The vaccine is used to protect against HPV infection in women, so that these viruses do not lead to the occurrence of cervical cancer. It is not used for the treatment of the cancer after its occurrence. Instead, it is an ideal method to prevent the infection of HPV in females where there is a high predilection for carcinoma of cervix.
At the injection site, there may be pain, redness and swelling. Fatigue, headache, fever, myalgia, and sometimes gastrointestinal symptoms can occur in the recipients. Hypersensitivity reactions can occur and reactions like itching, urticaria, pruritus and rashes should be observed.
In people with acute febrile illness the vaccine shouldn't be administered. Those who have shown hypersensitivity to any particular ingredient, in the vaccine injection, should not be administered with the vaccine.
The vaccine is to be stored in temperature of 2-8 deg C and not allowed to freeze, or else the vaccine should be discarded.
The cervarix vaccine contains the proteins of 16L1 and 18L1 varieties of the human papilloma virus for acting as antigen. These produce the antibodies in the body of the females and prevent the infection of HPV in the adult females. Each vaccine is available as a prefilled syringes with 0.5 ml of suspension of 20 mcg of 16L1 protein variety and 20 mcg of 18L1 protein of papilloma virus. The vaccine also contains an adjuvant which is ASO4 that acts in the boosting of the immune system.
After administration of the vaccine, the person should be observed for about 15 minutes as there is chance of syncope and sometimes transient clonic tonic seizures can also occur. Care should be taken while administering the vaccine in patients with thrombocytopenia and bleeding disorders. The vaccine is not meant to be administered by intravenous, subcutaneous, or intradermal route. Routine cervical screen should still be performed in people who have taken the human papilloma virus vaccine as every HPV is not prevented by this vaccine. The vaccine should not be given in females who are pregnant or planning for pregnancy or are nursing babies.

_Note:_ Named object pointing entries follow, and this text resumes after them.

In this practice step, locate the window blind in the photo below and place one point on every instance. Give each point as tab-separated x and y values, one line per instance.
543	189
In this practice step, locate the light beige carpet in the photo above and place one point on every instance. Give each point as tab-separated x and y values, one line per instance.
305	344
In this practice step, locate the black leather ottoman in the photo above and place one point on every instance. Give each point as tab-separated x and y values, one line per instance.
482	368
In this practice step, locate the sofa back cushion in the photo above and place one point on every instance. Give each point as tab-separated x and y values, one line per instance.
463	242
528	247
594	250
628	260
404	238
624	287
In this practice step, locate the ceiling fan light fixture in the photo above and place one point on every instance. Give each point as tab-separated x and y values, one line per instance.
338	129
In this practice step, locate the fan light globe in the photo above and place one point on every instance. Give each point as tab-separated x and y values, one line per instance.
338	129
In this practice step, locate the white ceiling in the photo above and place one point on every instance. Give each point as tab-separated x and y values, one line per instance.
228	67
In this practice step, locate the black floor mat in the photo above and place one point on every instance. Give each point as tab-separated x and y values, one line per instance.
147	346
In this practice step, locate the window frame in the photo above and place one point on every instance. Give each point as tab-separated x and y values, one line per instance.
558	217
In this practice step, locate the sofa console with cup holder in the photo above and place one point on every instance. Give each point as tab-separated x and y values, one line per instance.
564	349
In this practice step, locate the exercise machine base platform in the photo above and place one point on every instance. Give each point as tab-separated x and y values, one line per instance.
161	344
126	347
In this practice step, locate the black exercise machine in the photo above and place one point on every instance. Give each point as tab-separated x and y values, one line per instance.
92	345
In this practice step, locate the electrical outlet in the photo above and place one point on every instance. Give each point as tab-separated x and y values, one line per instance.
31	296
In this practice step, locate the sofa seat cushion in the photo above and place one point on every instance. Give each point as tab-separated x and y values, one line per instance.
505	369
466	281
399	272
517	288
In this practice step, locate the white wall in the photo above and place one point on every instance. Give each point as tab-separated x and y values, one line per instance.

The vaccine contains the recombinant proteins of 16L1 and 18L1 variety of HPV in order to inject the patients. The common age group in which the vaccine is administered is the females in the age group of 10 to 35 years of age. 3 doses of the vaccine, each of 0.5 ml are given to the females at 0, 1 and 6 months. The site of administration is the upper part of the deltoid region of the arm through the intramuscular route only. The drug is not to be given IV, intradermally or subcutaneously.